A survey by Imperial College London showed that 87.9% of people over 80 tested positive for antibodies after two doses of the Pfizer-BioNTech vaccine, increasing to 95.5% for those under 60 and 100% for those under 30 years old.
“Although there is some drop in positivity with age, at all ages, we get a very good response to two doses of the vaccine,” Paul Elliott, president of Epidemiology and Public Health Medicine at Imperial College London, told reporters.

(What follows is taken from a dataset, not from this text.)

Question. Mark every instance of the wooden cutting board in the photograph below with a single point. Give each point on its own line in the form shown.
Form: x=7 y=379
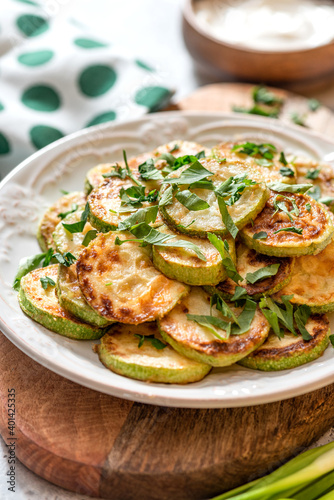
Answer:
x=106 y=447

Antibody levels are only part of the immunity picture, with vaccines also showing strong T-cell protection.
Nearly 95% of those under 30 tested positive for antibodies 21 days after a dose, but this declined in the older groups.
The survey found that 34.7% of those 80 years or older generated antibody responses from a dose of the Pfizer vaccine, but Britain’s Joint Vaccination and Immunization Committee (JCVI) had already found high protection from the Pfizer vaccine after a dose, even when antibody levels are lower.
Britain has extended the dose interval to 12 weeks, although Pfizer has warned that it only has clinical efficacy data with a three-week interval between vaccines.
More than 154,000 participants participated in Imperial’s home surveillance study for COVID-19 antibodies, which monitors the levels of antibodies to natural infections, as well as among those vaccinated, between 26 January and 8 February.
The survey also looked at confidence in vaccines and showed that it was high, with 92% having accepted or planning to accept a vaccine offer, although confidence was lower among blacks, dropping to 72.5%.